Storyline uses sentiment analysis to visualize average positive and negative sentiment levels throughout classic works of literature.
First, the text is cleaned up to remove any elements that are irrelevant or that could potentially inhibit the sentiment analysis. Then the VADER sentiment analysis lexicon is applied to the text. The VADER lexicon uses sentiment data on each word in the sentence to create overall sentiment scores for each sentence. When the sentiment analysis is complete for each piece of literature, an array of sentiment scores is produced. These arrays are smoothed using convolution with a gaussian function. The standard deviation of the gaussian function can be altered while holding the window size constant in order to alter the resolution or level of detail visible. This allows the user to see the overall shifts in sentiment across the entire course of the story at a low level of resolution, as well as the details of smaller story arcs at a high level of resolution.

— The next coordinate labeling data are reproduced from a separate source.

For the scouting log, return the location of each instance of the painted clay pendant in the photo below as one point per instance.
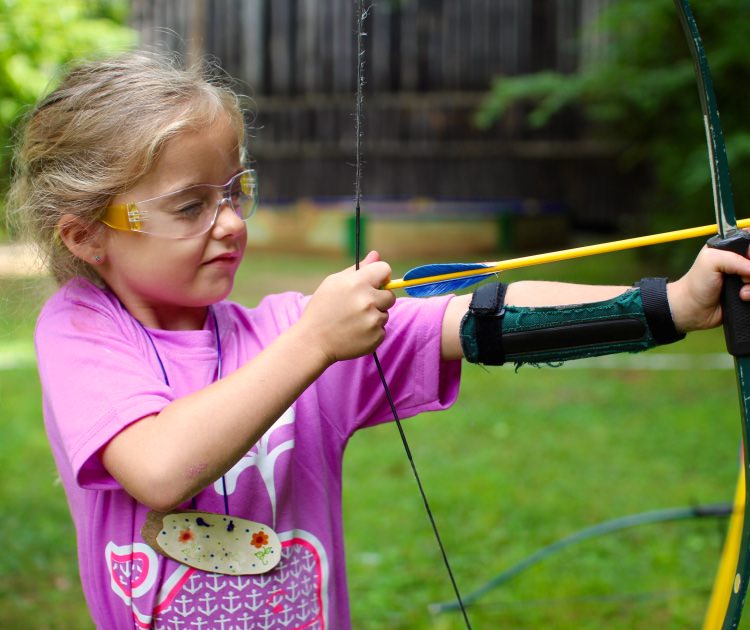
(216, 543)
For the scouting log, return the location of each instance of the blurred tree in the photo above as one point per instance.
(641, 92)
(37, 37)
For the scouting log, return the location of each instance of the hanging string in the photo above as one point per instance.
(217, 336)
(358, 120)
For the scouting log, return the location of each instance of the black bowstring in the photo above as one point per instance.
(358, 117)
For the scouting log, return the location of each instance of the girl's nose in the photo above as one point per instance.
(228, 222)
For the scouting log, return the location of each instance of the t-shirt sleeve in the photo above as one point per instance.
(97, 378)
(419, 380)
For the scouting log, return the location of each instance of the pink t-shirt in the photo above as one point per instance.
(99, 374)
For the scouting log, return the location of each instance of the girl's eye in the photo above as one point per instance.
(189, 211)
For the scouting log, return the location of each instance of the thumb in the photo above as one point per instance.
(371, 257)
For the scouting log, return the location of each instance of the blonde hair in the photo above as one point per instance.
(97, 134)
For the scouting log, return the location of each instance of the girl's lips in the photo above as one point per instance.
(226, 259)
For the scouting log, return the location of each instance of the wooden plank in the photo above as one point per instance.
(279, 57)
(408, 47)
(381, 40)
(252, 45)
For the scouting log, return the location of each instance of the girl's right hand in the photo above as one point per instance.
(346, 315)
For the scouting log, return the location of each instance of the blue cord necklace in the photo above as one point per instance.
(216, 543)
(217, 338)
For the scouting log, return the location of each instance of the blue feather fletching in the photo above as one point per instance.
(443, 286)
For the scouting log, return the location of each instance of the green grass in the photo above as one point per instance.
(522, 459)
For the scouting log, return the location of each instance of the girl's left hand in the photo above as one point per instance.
(695, 298)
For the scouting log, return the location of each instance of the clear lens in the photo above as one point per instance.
(188, 212)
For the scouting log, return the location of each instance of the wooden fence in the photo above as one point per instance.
(428, 63)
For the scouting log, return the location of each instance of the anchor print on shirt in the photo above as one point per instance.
(291, 597)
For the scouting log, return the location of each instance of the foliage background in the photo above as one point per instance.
(642, 94)
(37, 38)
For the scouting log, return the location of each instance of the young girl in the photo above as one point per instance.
(161, 397)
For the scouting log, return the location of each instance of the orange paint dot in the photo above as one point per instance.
(259, 540)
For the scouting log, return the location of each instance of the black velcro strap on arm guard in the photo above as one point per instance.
(493, 333)
(488, 303)
(656, 308)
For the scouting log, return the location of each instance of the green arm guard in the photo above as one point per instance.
(493, 333)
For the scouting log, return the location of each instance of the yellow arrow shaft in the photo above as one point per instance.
(566, 254)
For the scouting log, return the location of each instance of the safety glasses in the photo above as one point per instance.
(188, 212)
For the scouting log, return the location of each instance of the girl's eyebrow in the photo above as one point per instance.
(186, 187)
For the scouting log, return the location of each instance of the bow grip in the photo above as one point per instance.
(736, 313)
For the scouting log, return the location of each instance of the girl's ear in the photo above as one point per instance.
(85, 240)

All of the source texts for the works of literature come from Project Gutenberg. This visualiser is based on work done by Reagan et al. and Kim et al. This project is open source and available on GitLab.
Kim, E. et al. “Investigating the Relationship between Literary Genres and Emotional Plot Development.” LaTeCH@ACL (2017).
Reagan, A. J. et al. “The emotional arcs of stories are dominated by six basic shapes.” EPJ Data Science 5 (2016): 1-12.